Me: BECAUSE I SAID SO THAT’S WHY!
I think it’s fair to question whether or not Barack Obama is an American. I mean, look at him.
He’s awfully thin…
If I don’t stumble across a dead body soon, I’m going to quit jogging all together
Interviewer: Why do you want this job?
Me: I’ve always been passionate about being able to afford food
Today was amazing. I actually had meaningful conversations with my teenagers. We discussed world events, we made eye contact, we truly communicated. I felt so blessed.
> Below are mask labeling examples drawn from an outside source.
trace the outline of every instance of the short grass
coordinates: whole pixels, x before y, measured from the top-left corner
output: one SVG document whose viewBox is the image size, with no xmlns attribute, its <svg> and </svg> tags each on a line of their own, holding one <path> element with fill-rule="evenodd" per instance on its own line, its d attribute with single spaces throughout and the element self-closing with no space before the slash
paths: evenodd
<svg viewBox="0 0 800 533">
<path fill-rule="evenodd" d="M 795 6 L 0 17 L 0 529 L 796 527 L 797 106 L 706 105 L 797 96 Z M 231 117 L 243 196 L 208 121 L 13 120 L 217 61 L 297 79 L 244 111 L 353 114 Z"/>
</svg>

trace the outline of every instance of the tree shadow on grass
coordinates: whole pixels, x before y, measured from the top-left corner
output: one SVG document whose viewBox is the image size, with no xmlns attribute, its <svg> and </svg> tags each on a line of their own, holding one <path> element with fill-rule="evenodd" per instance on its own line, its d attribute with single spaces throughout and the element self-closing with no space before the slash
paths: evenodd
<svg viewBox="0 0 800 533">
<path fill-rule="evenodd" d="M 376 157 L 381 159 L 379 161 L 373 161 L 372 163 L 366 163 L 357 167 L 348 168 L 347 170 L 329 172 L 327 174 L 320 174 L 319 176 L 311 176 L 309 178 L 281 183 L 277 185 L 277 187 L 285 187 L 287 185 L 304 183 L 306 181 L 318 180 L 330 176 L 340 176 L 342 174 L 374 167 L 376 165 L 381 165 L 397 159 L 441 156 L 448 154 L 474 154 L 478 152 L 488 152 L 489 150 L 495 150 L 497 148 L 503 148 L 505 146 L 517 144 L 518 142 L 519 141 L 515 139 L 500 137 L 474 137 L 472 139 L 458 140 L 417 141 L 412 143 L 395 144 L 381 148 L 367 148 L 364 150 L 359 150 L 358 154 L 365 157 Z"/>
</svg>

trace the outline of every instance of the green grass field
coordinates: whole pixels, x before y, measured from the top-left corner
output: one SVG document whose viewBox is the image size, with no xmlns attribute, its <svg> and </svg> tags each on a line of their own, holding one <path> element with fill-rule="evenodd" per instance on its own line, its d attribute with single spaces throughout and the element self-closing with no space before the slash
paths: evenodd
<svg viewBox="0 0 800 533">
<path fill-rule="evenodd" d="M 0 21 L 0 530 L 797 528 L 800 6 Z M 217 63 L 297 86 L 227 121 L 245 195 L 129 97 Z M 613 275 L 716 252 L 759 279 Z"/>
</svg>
Like a really good parent.
Then I heard one of them ask, “Is Instagram back up yet?”
As your personal mortician, instead of making you look beautiful I will make people fear you.
Me: I’m living paycheque to paycheque
Society: Maybe you should have gotten an education
Me: I’m a teacher
I helped a little old lady at the market today.. She was too short to grab a box of cereal from the top shelf, so I stood on her shoulders!
I just switched my doorbell to the sound of a shot gun loading.
When I say that I’m on low battery and can’t talk, rest assured I’m never talking about my phone.
You were the one.
Today I walked out of the baseball complex carrying two Gatorades, a half-eaten snack, a 40oz Stanley and a 4yo, and the 4yo had the audacity to tell me to walk faster.
I show extra confidence at a job interview by giving a firm handshake before and after every question.
[Shark Tank]
ME: I have discovered a microbe that consumes plastic
MARK CUBAN: And why do you need our money?
ME: It ate my credit card
My mom’s favorite part of Mother’s Day is describing my birth in detail to an 18 year old waitress who is just there to get our drink order.
When someone’s shooting at you, always run in a zig zag pattern. It won’t increase your odds. But it will make everyone laugh.